先日某経済新聞に過剰品質の為価格競争に負けた旨の記事がありました。
 ここで言われるところの過剰品質には、物を売るにあたって付加価値を与えないものもあるのですがこれと区別する上で、製品の品質があります。
 これが過剰品質、つまり、品質が良いことが果たして価格競争にどのような影響を与えるのでしょうか。
 よく言われるところの、「うちは品質が良いので、価格が高い」と言うのは果たして正当であるのか? 作る方の気持ちからすると、余計に手間をかけたので、その分高いのは当たり前というわけなのだが、問題は何に手間をかけたのかという事。つまり、買う立場として欲しいことは約束どうりの品質であり、それを達成する為に、検査等にいくら手間をかけても、かかったコストを買い手に請求することは出来ないのが現実です。

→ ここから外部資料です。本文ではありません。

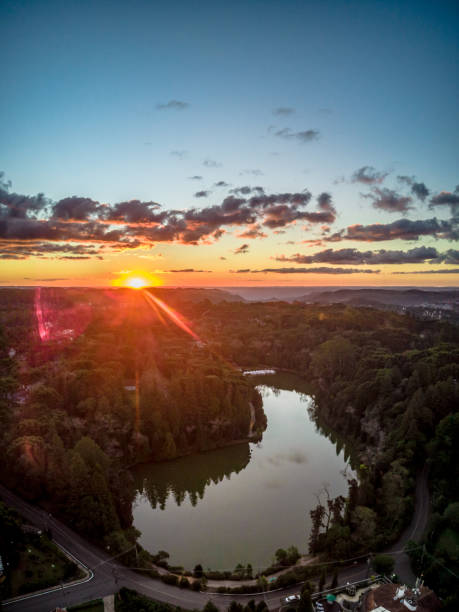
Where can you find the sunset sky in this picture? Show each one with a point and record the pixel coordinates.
(229, 143)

 逆に、作る立場として、品質の良いものは本当に高くなるのか?もちろん実は逆に低くなるものです。
 品質が工程にて管理されるようになると、稼働率、歩留まり、手直し、品質管理コストが減るため、実際はコストは最低となるものです。従って、品質が良いので、安いというのが現実性のある話と言えます。
 我々製造業に従事する者として、「安いものを作る」と言うのは、常に目標と言えるのですが、それを実現する方策は品質が常に良い状態「不良ゼロ」である状態を作ることが近道と言えます。この場合、「不良を減らす」のではなく「不良ゼロ」を目指すことが肝心で、つまりは不良が出そうになった時に対処できる工程を作る事です。
 通常はラインを止めれば良いのですが、いつまでも止めておくと出荷に間に合わなくなるので、直ちに対応策を作り生産を再開するのが肝心です。
 実はこの為に現場の監督者を必要とするので、再発防止の為の活動の最初の一歩となります。そして、この再発防止活動の総責任者が工場長または、社長の仕事と言えます。
 このように考えると、最初にあるような話” 過剰品質の為価格競争に負けた”というのは変な話というのが理解出来るのです。